番外編 スピーカースタンドを自作する

2017年05月23日

前回までの内容はこちら

自作スピーカースタンドのポイント

今回は番外編です。スピーカーを乗せる台であるスピーカースタンドに関して、こちらも自作してみようという内容です。自宅にDTM環境がある方の場合、机やアルミラックにスピーカーを直接設置している場合も多いと思います。しかし、これはあまり音響的によくない状態かと思われます。スピーカー自体は音を出すためにそれ自体が振動しているので、机などの薄く広い板の上等に置くと、その振動が全体に伝わりやすく、余計な共鳴を生んでしまう可能性があるからです。インシュレーターを使ったとしても、軽減はされますが絶対に机にも振動が伝わるので、やはりスピーカーはスタンドがあったほうがいいと思われます。
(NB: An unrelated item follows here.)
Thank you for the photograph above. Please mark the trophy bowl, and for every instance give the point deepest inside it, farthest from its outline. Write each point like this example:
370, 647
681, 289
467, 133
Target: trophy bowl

そこで、自作スピーカーを以下の点に留意して製作してみました。
1. 振動が伝わりにくくするため、重く、安定していること
2. スピーカーを置いたときにちょうどツイーターが耳の高さになること
3. 安価なこと(大事なポイントです!)
4. ホームセンターで全ての資材、工具が揃うこと

全体の設計図は、このようになりました。

EX10-1 スピーカースタンドの設計図

以下で詳しくみていきます。




SPF材を組み合わせる

防音室でも使用しているツーバイフォーの木材です(詳しくはこちら。これを4枚組み合わせて、支柱を作ります。図のようなイメージです。わかりやすいように色分けしています。

EX10-2 SPF材を組み合わせて支柱を作る

長さは、座ったときにスピーカーのツイーター(高音を再生するユニット)が耳の位置にくるくらいがちょうどいいかと思われます。EX10-1に加え、底には共振防止のゴム、スピーカーの下にインシュレーターを置いているので、そのぶんの高さも計算して置くと良いでしょう。もっとも、椅子は上下の高さが調整可能なものを使う場合が多いと思うので、そこまでシビアにならなくても良いかと思います。

EX10-3 長さの計算

SPFの接合面同士を木工用ボンドや接着剤でくっつけ、そのあとビス留めします。ビス留めは縦に3〜4箇所くらいが良いかと思います(もっと多くてもいいかも)。また、コーキングもしておくと良いでしょう。下図EX10-4はビス留めの位置の例です。隠れている矢印もあるので注意してください。角度は違いますが、写真も載せておきます。

EX10-4 ビス留め

EX10-5

底板、天板、ゴムマット、御影石を接着する

SPFの支柱が完成したら、残りをつけていきます。まず、底面の板を接着しましょう。厚みがありしっかりしているものが良いかと思います。縦横のサイズは適当です 笑。ホームセンターでちょうどいいのがなかったので、カットしてもらいました(ホームセンターでは木材カットサービスのあるところがあります)。こちらも接着し、そのあと裏からビス留め、コーキングしましょう。

底が完成したら、その中に重さを稼ぐための砂を入れましょう。砂はキメが細かく、重さを稼ぎやすいと思います。必ず乾いた砂を使用しましょう。ホームセンターで安く手に入ります。コーキングなどが乾いてから砂を入れた方が安心です。

そして、残りの天板、ゴムマット、御影石を接着します。天板は底板と同じものでいいと思います。ゴムマット、御影石もホームセンターで手に入ります。サイズに注意!ちなみにゴムマットはこんな感じ

EX10-6 底板、天板、ゴムマット、御影石の接着

これで完成です。結構簡単にできると思います。最後に、全体の写真も載せておきます。ちなみに、筆者は黒にペイントしました(ラッカーでも良いかと)。ペイントはゴムマットを接着する前が良いと思います。